Investigative journalism of the NRC brought to light that the Dutch NCTV (the National Coordinator for Counterterrorism and Security) uses fake social media accounts to track Dutch activists. The agency also targets activists working in the social justice or anti-discrimination space and tracks their work, sentiments and movements through their social media accounts. This is a clear example of how digital communication allows governments to intensify their surveillance and criminalisation of political opinions outside the mainstream.

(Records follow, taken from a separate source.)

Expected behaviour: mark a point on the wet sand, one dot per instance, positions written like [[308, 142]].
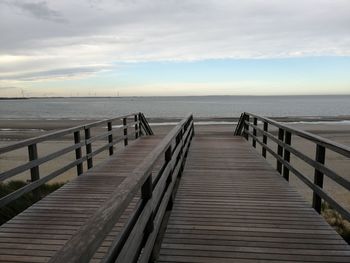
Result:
[[15, 130]]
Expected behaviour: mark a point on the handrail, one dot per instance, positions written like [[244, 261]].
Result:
[[76, 132], [143, 225], [284, 150]]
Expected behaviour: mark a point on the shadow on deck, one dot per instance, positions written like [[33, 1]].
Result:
[[177, 199]]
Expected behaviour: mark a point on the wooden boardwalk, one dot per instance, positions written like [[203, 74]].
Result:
[[39, 232], [232, 206]]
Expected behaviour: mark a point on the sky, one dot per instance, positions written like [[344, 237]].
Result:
[[173, 47]]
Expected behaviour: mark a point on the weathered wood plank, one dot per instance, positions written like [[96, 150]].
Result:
[[231, 206]]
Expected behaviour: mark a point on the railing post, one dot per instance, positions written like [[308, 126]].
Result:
[[110, 137], [318, 178], [78, 153], [88, 148], [146, 195], [125, 132], [255, 122], [167, 158], [140, 125], [246, 127], [280, 149], [286, 155], [136, 126], [263, 150], [34, 171]]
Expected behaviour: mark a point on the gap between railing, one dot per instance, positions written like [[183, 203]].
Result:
[[141, 230], [138, 122], [285, 149]]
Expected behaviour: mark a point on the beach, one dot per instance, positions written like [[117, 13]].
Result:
[[338, 130]]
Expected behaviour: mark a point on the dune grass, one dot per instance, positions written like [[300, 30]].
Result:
[[335, 219], [14, 208]]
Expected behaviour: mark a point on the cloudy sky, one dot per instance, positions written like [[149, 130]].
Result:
[[173, 47]]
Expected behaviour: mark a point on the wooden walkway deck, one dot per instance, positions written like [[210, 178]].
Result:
[[39, 232], [232, 206]]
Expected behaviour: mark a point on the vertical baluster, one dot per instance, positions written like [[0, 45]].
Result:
[[167, 159], [78, 152], [263, 150], [146, 195], [288, 141], [318, 177], [125, 131], [34, 171], [255, 121], [88, 148], [246, 126], [140, 125], [110, 137], [136, 127], [280, 149]]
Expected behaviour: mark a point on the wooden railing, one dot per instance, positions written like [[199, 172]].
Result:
[[285, 149], [82, 137], [136, 240]]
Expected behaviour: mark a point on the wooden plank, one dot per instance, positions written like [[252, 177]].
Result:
[[231, 206], [40, 231]]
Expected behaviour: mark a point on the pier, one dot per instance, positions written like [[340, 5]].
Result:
[[183, 197]]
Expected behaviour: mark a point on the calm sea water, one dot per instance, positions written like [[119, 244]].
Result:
[[208, 106]]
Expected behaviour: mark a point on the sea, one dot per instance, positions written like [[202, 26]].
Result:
[[167, 107]]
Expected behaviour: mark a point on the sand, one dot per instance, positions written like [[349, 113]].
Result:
[[15, 130]]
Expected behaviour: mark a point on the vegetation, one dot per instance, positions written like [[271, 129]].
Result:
[[14, 208], [333, 218]]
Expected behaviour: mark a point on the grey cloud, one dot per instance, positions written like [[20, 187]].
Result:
[[39, 10], [55, 73], [105, 31], [8, 88]]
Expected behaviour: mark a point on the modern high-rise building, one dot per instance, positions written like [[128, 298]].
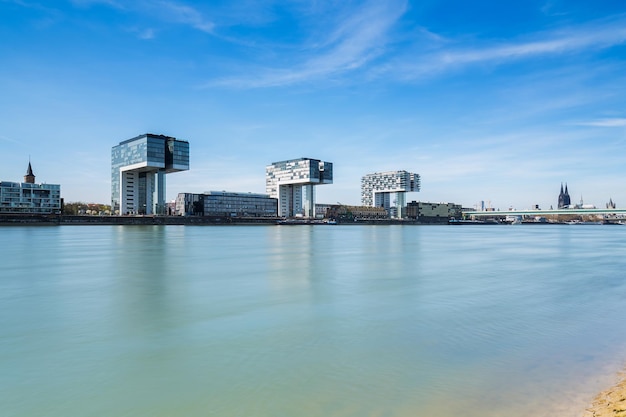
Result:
[[293, 183], [138, 168], [378, 188], [28, 197]]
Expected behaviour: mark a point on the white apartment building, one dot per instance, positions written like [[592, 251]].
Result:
[[388, 189], [293, 182]]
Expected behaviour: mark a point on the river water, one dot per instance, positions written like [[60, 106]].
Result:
[[299, 321]]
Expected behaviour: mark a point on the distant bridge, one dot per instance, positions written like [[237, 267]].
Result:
[[543, 212]]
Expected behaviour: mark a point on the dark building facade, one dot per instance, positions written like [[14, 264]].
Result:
[[564, 199]]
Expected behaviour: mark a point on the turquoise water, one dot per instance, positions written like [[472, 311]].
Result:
[[309, 320]]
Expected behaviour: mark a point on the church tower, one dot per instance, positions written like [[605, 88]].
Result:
[[29, 178], [564, 199]]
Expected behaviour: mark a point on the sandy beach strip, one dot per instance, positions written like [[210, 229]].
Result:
[[610, 402]]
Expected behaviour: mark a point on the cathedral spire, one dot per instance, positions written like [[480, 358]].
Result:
[[29, 178]]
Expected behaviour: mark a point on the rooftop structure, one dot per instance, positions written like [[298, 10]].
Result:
[[28, 197], [377, 189], [138, 168], [288, 180]]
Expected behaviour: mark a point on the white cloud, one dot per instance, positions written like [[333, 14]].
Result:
[[180, 13], [611, 122], [597, 35], [349, 46]]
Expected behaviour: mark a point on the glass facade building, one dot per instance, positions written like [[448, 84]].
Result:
[[292, 183], [377, 189], [138, 168]]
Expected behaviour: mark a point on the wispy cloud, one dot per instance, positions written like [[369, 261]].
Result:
[[350, 45], [597, 35], [183, 14], [610, 122], [163, 10]]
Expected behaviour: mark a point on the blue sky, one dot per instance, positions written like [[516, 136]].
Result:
[[499, 101]]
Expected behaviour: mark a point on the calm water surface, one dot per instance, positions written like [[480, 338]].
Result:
[[274, 321]]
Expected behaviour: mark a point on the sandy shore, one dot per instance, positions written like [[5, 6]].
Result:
[[610, 402]]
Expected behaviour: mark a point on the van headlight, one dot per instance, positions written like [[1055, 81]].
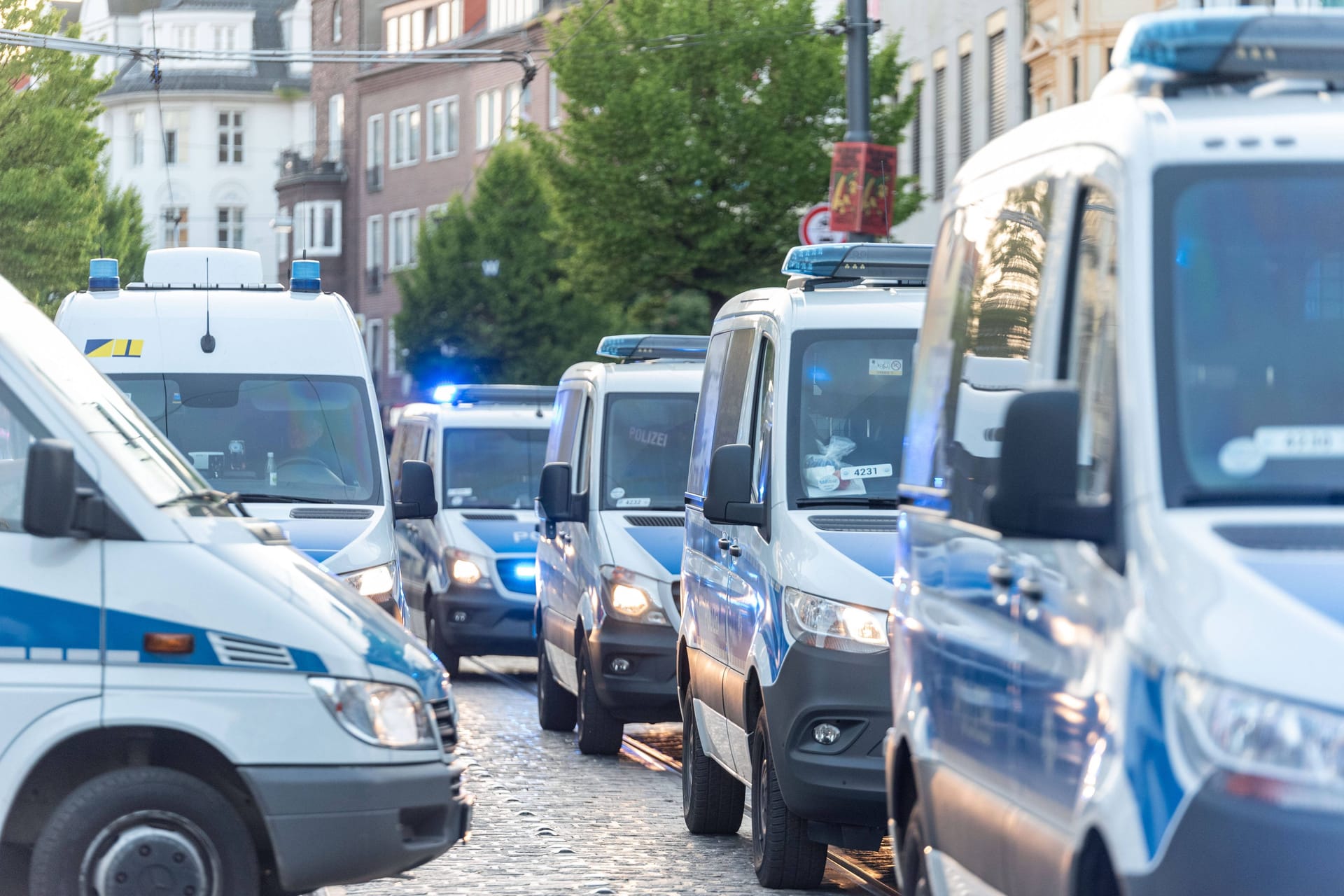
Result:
[[1275, 748], [378, 713], [831, 624]]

Even though it falls outside of its legal mandate, the agency has been secretly tracking and keeping tabs on a broad range of activists in the Netherlands. Since these revelations last year the Ministry of the Interior, responsible for the NCTV, has responded by attempting to expand this legal mandate by proposing a new law. This law, currently up for debate in parliament, would considerably extend the competencies of the NCTV. The government is pushing forward even though the Autoriteit Persoonsgegevens (Dutch Data Protection Authority) as well as the Raad van State (Council of State) have strongly advised against doing so.
Civil society organisations such as Amnesty and Bits of Freedom have been campaigning against the law with Amnesty recently starting a petition directed at parliament. Recently, Merel Koning, Senior Advisor Technology and Human Rights at Amnesty International in the Netherlands, spoke (in Dutch) on Radio 2 about this situation.